Per ora tutto è ancora poco definito. «Le segnalazioni per operazioni sospette legate al terrorismo in Lombardia superano di gran lunga la media nazionale. A partire dal gennaio 2015 (dopo la strage di Charlie Hebdo) il numero di fascioli aperti è superiore a 150». Fin qui l’attività degli 007, il cui lavoro continua in maniera sotterranea. Ma il Governo come si sta muovendo per fermare questi flussi di soldi macchiati di sangue? Punto di riferimento nei nostri mari, da dove passano armi e soldi (oltre che uomini e donne alla ricerca di una vita migliore), c’è l’ammiraglio Enrico Credendino, al comando di «Sophia», operazione militare con finalità umanitarie. Ai suoi ordini ci sono la portaerei Cavour, quattro fregate e 1.500 militari di 24 paesi, incluse nazioni senza mare come Austria e Lussemburgo, «che si preparano a un doppio cambiamento – scrive Repubblica -. Due giorni fa Bruxelles ha accolto la richiesta di aiuto del presidente Fayez Serraj per formare la guardia costiera libica. Inoltre la squadra navale europea contribuirà a potenziare l’embargo e fermare le armi destinate a milizie e terroristi». «La Libia – dichiara Credendino – è una Somalia nel cuore del Mediterraneo: solo con la stabilizzazione del Paese potremo bloccare i trafficanti. Il nuovo governo sta facendo i primi passi in questa direzione e la rinascita della guardia costiera sarà un segnale importante. In quattordici settimane possiamo formare i primi cento uomini, in acque internazionali, trasformando una nostra nave in scuola.
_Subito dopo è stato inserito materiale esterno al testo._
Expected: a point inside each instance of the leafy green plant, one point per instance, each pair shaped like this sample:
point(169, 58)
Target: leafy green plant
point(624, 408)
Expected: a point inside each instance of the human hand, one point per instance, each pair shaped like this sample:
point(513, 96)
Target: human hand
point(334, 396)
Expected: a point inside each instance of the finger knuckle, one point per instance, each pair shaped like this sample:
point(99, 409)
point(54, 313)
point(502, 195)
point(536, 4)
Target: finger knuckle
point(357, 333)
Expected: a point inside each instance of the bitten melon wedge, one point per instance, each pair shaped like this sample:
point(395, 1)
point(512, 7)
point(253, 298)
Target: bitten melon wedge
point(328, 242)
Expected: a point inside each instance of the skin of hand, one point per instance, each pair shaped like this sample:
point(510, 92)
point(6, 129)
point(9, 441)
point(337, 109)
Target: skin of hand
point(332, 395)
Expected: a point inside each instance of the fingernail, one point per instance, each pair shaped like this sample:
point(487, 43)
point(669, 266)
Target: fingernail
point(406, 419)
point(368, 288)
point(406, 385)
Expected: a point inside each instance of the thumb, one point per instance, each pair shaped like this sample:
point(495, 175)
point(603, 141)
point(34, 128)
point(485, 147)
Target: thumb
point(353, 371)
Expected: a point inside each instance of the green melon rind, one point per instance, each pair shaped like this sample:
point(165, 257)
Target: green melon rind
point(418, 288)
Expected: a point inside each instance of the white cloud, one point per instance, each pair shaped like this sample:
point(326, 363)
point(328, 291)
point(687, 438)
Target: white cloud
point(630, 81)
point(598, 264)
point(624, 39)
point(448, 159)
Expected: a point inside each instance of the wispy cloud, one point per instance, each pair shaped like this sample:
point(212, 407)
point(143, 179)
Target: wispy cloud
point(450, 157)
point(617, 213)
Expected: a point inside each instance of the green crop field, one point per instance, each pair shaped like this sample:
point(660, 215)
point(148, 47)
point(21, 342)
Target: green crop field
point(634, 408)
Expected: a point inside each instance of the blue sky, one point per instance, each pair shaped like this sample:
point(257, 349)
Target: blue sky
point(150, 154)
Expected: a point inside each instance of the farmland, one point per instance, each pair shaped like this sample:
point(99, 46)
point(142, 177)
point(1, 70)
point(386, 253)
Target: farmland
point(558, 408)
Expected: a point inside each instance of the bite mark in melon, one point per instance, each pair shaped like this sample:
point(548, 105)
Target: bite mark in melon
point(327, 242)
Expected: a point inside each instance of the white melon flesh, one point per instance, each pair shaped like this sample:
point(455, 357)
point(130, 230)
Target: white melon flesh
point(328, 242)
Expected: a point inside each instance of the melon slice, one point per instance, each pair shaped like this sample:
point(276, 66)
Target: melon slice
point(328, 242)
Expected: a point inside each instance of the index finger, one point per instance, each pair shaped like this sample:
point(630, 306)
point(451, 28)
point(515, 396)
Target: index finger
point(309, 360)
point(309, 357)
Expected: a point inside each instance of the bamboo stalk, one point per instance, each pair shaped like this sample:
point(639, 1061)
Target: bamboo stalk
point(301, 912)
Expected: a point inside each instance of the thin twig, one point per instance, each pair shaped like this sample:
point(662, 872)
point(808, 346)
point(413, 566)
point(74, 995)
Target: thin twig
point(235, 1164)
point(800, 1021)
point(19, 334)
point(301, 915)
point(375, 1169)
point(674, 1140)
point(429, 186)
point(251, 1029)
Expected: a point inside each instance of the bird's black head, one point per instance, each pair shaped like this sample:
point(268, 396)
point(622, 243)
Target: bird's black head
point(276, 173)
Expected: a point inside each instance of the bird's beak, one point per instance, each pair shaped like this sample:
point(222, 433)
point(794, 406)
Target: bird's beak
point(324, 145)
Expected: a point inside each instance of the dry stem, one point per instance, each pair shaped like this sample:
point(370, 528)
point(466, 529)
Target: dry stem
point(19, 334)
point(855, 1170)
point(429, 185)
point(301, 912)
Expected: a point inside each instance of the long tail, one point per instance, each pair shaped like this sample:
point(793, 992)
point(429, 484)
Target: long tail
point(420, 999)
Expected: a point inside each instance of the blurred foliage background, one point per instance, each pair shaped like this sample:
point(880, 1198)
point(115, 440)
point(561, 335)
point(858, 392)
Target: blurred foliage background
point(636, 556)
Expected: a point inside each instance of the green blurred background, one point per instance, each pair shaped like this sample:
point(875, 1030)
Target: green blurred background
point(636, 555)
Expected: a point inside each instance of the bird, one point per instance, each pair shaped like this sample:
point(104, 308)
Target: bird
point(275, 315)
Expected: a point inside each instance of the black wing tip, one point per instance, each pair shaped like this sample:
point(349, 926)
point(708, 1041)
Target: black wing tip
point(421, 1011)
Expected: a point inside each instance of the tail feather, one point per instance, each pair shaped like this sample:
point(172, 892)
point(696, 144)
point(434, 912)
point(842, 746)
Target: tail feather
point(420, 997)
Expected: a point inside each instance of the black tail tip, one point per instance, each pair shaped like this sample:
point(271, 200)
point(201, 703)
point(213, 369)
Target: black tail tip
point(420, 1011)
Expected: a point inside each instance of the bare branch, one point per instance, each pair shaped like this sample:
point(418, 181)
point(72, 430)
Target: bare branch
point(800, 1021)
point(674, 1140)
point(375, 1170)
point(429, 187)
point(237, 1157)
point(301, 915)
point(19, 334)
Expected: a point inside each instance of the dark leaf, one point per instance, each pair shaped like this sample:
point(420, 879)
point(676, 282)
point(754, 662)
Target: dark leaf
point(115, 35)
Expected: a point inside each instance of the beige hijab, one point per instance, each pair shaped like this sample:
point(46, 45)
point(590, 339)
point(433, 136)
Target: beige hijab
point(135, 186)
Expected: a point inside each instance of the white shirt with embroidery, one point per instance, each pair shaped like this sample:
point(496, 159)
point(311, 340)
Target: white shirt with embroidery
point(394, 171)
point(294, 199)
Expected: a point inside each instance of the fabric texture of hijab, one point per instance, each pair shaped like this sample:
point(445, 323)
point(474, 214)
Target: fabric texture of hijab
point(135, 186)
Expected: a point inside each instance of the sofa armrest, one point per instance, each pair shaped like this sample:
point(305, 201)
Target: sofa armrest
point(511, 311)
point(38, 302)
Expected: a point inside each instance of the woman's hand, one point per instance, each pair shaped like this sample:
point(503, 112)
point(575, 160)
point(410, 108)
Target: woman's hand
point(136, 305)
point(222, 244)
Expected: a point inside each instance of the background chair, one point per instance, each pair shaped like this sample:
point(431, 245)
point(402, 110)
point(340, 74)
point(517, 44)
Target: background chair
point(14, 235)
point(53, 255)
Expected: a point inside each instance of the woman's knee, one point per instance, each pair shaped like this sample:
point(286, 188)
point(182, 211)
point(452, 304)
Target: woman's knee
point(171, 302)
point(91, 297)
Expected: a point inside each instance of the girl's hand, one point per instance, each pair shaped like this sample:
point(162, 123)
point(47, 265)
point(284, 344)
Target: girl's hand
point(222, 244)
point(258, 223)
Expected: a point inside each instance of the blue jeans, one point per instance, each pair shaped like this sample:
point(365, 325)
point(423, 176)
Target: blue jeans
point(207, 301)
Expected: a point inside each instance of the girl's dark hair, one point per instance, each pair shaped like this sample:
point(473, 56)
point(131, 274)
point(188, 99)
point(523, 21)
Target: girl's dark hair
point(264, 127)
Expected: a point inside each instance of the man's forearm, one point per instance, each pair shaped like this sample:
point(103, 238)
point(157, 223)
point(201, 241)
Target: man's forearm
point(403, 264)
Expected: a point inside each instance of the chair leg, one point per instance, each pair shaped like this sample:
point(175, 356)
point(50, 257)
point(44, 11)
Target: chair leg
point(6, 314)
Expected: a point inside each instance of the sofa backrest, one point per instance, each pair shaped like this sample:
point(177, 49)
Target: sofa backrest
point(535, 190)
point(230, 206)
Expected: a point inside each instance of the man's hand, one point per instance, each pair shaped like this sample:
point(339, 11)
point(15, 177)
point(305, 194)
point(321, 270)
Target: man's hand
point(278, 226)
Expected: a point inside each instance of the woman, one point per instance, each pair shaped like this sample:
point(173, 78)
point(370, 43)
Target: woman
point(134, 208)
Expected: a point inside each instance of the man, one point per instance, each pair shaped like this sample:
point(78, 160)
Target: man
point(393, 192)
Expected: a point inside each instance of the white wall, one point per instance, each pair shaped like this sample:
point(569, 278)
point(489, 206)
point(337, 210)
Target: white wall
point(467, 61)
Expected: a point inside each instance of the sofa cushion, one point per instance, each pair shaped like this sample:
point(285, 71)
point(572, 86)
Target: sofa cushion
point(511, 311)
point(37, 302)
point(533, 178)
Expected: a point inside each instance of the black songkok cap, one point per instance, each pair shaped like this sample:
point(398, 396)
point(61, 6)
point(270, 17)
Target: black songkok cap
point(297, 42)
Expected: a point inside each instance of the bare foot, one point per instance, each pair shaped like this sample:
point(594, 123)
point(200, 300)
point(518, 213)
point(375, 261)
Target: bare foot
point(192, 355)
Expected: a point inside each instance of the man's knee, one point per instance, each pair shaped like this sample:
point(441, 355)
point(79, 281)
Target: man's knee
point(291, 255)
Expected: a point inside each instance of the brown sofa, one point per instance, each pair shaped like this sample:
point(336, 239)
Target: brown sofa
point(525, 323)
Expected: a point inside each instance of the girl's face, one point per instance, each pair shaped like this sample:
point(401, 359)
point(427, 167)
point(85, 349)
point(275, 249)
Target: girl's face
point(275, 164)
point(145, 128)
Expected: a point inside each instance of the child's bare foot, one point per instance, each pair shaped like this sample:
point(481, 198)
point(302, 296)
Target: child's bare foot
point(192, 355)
Inoltre ci sono otto vedette pronte alla consegna, che erano state allestite dall’Italia per il governo libico prima dello scoppio della guerra civile. Certo, avremo bisogno di nuovi mezzi e personale qualificato ma, quando arriverà l’ordine definitivo da Bruxelles, potremo muoverci in tempi brevi: in tre-quattro mesi i libici saranno in grado di agire autonomamente».
Sullo sfondo ci sono i difficili rapporti tra il Governo di Roma e quello di Tripoli. Il ministro degli esteri Paolo Gentiloni – racconta sul Fatto Roberto Colella, esperto di geopolitica e scienze della difesa e della sicurezza – si è detto pronto ad addestrare ed equipaggiare le forze militari libiche come chiede il premier desiganto per l’unità nazionale Fayez al-Sarraj. «Si riapre quindi il mercato delle armi in un Paese lacerato dalla guerra civile e dalle infiltrazioni jihadiste con in testa l’Isis che ha come obiettivo il controllo delle infrastrutture critiche e la rendita di posizione che ne deriva». Secondo l’Osservatorio permanente sulle armi leggere (Opal) di Brescia dal 2005 al 2012 le autorizzazioni dei governi ad esportare armi in Libia sono state di 431,7 milioni di euro per la Francia, 375,5 per l’Italia, 161,8 la Gran Bretagna, 95,9 la Germania e 22,9 il Belgio. «Quanto alle consegne effettive – conclude Colella – il podio non cambia: Francia (248,2 milioni di euro), Italia (177,5). Il nostro belpaese ha avuto sempre un occhio di riguardo verso la sua ex colonia primeggiando nel settore dell’export di armi soprattutto durante il regime di Gheddafi».